Well, this was before this forum, but I did try all kinds of stuff in our old Austroflamm, including, yes, kerosene, and diesel fuel.  ONCE. Picture me using just a teaspoon's worth and then standing right by with an extinguisher handy in case it got out of hand. Most of them, including barbecue starter fluid had very high flameups and sooted the glass up pretty badly. I even tried a little bit of newspaper at one point, but that didn't work well at all. I did NOT try something REALLY stupid like gasoline.  :bug: 

But I did try Isopropyl alcohol. It worked, well, okay. I found it worked better if I took a sealed container and actually soaked the pellets in it. One thing I did use for a long time was little 2" square chunks of firestarter sticks. Those were cheap and easy to find. The gel stuff (like I said before) was only sold in one place and it was really expensive.

Speaking specifically to barbecue lighter fluid, it didn't work well because it ran all over inside the stove, and was gone in next to no time. By comparison, the alcohol starter stuff is more persistent. 

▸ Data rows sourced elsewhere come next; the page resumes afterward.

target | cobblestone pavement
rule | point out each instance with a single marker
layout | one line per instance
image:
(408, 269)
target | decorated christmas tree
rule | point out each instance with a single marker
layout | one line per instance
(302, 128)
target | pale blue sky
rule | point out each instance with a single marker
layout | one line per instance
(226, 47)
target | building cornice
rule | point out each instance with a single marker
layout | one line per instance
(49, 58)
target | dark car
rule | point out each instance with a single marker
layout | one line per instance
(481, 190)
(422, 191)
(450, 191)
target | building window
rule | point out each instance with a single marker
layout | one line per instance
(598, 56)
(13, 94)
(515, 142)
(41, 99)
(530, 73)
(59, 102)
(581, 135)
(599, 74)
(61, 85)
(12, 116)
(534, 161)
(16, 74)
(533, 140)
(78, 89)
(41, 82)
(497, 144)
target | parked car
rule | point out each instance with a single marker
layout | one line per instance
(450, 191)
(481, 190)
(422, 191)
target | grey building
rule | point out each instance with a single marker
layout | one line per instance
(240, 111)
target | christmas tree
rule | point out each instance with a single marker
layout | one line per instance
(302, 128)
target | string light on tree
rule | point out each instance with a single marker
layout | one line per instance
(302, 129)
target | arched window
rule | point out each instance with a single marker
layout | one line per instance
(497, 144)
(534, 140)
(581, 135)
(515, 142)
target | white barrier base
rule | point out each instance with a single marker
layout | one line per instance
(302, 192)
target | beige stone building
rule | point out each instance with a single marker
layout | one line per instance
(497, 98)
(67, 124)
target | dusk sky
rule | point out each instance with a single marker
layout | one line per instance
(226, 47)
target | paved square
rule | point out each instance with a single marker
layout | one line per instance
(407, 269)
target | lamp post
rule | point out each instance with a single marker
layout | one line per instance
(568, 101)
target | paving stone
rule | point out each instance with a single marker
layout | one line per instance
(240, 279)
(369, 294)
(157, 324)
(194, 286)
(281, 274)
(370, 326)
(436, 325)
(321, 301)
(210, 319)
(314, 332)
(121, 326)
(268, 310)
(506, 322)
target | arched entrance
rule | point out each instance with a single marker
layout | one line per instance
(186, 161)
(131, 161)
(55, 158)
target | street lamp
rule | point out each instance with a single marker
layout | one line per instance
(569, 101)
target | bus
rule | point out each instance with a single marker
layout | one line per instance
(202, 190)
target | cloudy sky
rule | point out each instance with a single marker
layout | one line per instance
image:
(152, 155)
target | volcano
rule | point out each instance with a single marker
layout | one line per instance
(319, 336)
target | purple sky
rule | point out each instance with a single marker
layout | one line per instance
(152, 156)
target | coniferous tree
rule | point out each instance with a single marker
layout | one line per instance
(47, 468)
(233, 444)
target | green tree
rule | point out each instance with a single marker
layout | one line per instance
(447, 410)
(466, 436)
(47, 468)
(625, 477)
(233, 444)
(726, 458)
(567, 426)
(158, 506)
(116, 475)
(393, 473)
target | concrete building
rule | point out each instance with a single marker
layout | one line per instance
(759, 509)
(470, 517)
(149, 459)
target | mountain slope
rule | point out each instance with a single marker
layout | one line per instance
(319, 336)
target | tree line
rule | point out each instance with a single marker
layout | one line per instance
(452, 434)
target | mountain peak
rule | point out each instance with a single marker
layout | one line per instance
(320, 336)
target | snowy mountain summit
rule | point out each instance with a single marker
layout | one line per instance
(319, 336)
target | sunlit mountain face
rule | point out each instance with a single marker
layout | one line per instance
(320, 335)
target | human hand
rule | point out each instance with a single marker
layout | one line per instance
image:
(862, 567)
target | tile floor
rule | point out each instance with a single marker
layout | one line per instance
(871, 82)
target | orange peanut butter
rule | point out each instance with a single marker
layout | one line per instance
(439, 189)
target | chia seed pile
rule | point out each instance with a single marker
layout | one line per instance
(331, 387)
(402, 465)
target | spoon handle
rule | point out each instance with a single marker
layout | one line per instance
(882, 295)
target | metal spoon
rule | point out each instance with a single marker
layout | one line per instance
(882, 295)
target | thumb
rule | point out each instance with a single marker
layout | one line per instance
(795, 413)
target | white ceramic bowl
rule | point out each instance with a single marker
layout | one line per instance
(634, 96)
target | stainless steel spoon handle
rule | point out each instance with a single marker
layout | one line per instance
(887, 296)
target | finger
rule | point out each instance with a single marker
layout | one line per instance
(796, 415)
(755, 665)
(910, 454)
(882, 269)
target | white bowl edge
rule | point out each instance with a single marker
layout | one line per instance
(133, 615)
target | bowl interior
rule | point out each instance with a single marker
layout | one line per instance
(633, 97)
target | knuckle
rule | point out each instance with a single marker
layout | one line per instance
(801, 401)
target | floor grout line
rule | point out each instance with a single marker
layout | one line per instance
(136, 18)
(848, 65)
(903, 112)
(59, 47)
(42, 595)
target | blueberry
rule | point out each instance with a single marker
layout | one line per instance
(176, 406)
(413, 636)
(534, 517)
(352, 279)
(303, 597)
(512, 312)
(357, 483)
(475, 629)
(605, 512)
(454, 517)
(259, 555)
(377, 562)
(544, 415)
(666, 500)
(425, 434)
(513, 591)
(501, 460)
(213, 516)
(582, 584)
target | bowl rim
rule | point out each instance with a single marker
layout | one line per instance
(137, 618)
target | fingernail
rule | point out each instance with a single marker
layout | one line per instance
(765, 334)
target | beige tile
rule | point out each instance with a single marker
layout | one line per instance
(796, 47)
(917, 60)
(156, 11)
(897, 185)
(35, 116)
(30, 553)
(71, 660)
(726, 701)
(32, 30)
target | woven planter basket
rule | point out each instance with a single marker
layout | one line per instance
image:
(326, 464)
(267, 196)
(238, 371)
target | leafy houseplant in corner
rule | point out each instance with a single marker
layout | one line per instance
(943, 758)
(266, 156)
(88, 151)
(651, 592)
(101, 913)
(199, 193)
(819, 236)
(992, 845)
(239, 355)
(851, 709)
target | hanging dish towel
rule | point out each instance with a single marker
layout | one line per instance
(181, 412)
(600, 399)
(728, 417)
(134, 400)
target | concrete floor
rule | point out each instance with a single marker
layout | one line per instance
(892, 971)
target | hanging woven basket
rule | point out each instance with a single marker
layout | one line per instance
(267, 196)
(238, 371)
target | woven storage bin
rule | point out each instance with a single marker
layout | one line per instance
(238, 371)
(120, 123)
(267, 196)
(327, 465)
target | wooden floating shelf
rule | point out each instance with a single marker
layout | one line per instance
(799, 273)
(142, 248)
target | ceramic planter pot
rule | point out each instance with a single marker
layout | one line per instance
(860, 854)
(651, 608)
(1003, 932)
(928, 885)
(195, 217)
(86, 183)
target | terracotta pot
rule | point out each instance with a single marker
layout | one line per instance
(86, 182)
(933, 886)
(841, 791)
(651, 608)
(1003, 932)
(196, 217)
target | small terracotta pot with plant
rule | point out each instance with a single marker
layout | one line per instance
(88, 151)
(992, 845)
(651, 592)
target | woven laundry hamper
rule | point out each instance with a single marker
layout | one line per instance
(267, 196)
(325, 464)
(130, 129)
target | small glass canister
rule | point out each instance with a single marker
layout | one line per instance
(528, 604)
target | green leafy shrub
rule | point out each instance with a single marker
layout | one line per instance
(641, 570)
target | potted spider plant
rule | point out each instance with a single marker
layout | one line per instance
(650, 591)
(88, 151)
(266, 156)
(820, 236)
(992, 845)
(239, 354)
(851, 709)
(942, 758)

But I'll still stick to what proved out best for us - the propane torch. We'd get about a year's worth of use out of a cylinder.


----------



## MCPO (Jul 5, 2008)

I`ve experimented with pellets mixed in a small amount of charcoal lighter fluid in a small (tuna fish) can with holes in the bottom and side placed inside the double doors of  my garage stove and it burned for 20 minutes.  The pellets burned quite evenly.

 The fluid was not explosive or the least bit volatile with regards to a cold start and actually required a match held to the pellets momentarily to ignite however spraying the fluid onto a hot fire would obviously not be the prudent thing to do. 

 It produced only a slight amount of smoke that could possibly create some degree of sooting on the viewing glass , I`m not sure though as I`ve not tested it in the stove but so far it appears to work as good or better than all other methods I`ve tried.

 Stove manufacturers probably choose to include it in their user instructions along with kerosense and other volatile liquids but that might be more to protect themselves from misuse and lawsuits. They must leave room to protect the industry from acquiring a bad name and more regulations.

 I`d like to hear more from others who might use it and from those who adamantly oppose it.
 John


----------



## stoveguy2esw (Jul 5, 2008)

big thing to be careful with when using starting fluids even the gel stuff.

if you have a failed attempt at starting and need to re try starting , be aware that the metal inside the stove will have been heated , adding fluids to that warmer metal can cause even the gel to gassify and when you reach in with the flame it can go off if enough is built up. i have seen this in our lab and have duplicated it for demonstrations many times. just be careful if you ever have to relight a stove after heating the pot up with a failed attempt.


----------



## MCPO (Jul 5, 2008)

stoveguy2esw said:
			
		

> big thing to be careful with when using starting fluids even the gel stuff.
> 
> if you have a failed attempt at starting and need to re try starting , be aware that the metal inside the stove will have been heated , adding fluids to that warmer metal can cause even the gel to gassify and when you reach in with the flame it can go off if enough is built up. i have seen this in our lab and have duplicated it for demonstrations many times. just be careful if you ever have to relight a stove after heating the pot up with a failed attempt.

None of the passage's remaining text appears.